In a sunny lunchroom overlooking the San Francisco Bay, Rachel Wolff, WG’18, toasted with her classmates after turning in their final exam. She officially completed her first semester of graduate school in August. Rachel, a child protection adviser for nonprofit World Vision International, is enrolled in Wharton’s MBA Program for Executives in San Francisco.
She travels from her home in Seattle every other week to make it to the full-day Friday and Saturday classes in the historic Hills Bros. Coffee building, where Google and Mozilla Corp. also share space. Rachel books direct flights from Seattle on Friday mornings, and the earliest flight she can from San Francisco on Saturday evening “so I can at least see my kids before they go to bed,” she said.
The Right Time and Place
A few years ago, she started feeling the pressure from family and friends to complete her master’s. “People who cared about me, my mentors, would say to me, ‘Come on, Rachel, you want your master’s, you’re in your 30s now, you should do this.’”
But it just wasn’t the right time. She was being promoted rapidly in her job at World Vision, and in 2012 was afforded an opportunity to work in World Vision’s Somalia program. “I knew it was a once-in-a-lifetime opportunity,” Rachel said. Her husband and kids moved with her to Kenya. Upon their return at the end of last year, she knew it was finally the right time to pursue her MBA.

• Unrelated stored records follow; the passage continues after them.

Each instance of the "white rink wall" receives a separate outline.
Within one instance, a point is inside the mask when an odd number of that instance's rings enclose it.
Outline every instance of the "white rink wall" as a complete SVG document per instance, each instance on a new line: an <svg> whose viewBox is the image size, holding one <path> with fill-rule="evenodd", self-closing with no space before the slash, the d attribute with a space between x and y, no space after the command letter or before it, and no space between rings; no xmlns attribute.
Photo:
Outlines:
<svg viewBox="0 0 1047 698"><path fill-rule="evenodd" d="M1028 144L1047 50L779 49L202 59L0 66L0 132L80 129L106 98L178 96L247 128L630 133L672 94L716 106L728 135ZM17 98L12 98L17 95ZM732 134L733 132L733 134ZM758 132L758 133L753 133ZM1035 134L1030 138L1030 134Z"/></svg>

As a nonprofit executive, Rachel knew she’d be funding her own education, and wanted to get the most bang for her buck. A firm believer in the value of a brand name, she was drawn to Wharton’s EMBA program because it has, in her opinion, “the best faculty, the most rigorous curriculum, and the most stimulating classmates.”
The in-person experience has been very important, as well. “I think even with digital convenience, nothing can take the place of face-to-face interaction with your professor and peers, being able to debate the issues, and ask questions in real time,” Rachel said. “It also helps me to engage better. I’m getting more out of it; making friends, we’re getting to know each other, building that trust, leaning on each other. To me, it feels like I’m getting the benefits of a normal, full-time program.”
Forge Your Own Path
After receiving her bachelor’s degree in international relations and Asian studies from Georgetown University, Rachel worked as an editor for a business magazine and later as a reporter for a Japanese newspaper in Washington, D.C. She was married to her husband a month out of college, and had her children in her 20s. Taking a break from traditional work to be with her young kids, she continued freelancing, leaning more toward marketing writing, which eventually led her move to World Vision.
Rachel is a big believer in following her heart. When she felt the urge to have children early in her career, she didn’t listen to the negative perspective. “I followed what felt right to me at the time and it ended up being wonderful,” she said. “Because, sure enough, when I got to World Vision a few years later and had the opportunity to be promoted and take on some very demanding roles, my children were at a stage where they were old enough for me to feel OK about traveling on assignments for a few weeks at a time.”
“I have learned that as professionals, and particularly as women, it’s very important to listen to our own hearts and not necessarily be boxed in by conventional wisdom,” Rachel said. Now with teenagers, she and her husband — her college sweetheart — have adopted a newborn.
As a woman with big ambitions, Rachel has learned over the years to ask for help whenever necessary — at work, at home, and in her Wharton studies. “Ask family members for a hand, hire a babysitter, or outsource home projects, for instance,” she said. “I don’t try to be a superstar and do it all myself.”
Making a Difference in the Global Community
Rachel credits her international experience growing up as shaping “a lot of who I am both as a professional and in my personal life.” When she was young, her parents moved their immediate family to Japan, where she spent the majority of her childhood. “I grew up speaking, thinking, and dreaming in Japanese,” Rachel said.
“I think it’s made me a more flexible person, and of course very eager to work and travel and be part of the whole world, not just in my local community,” she said.
Rachel’s big dream after earning her MBA is to go back overseas and serve in one of World Vision’s country offices in a national director role, managing portfolios of $100 million or so, with many different types of donors, while overseeing staff and working with local governments.
“I like the idea of having a variety of challenges and being able to inspire and lead the team to make a difference in that country,” she said.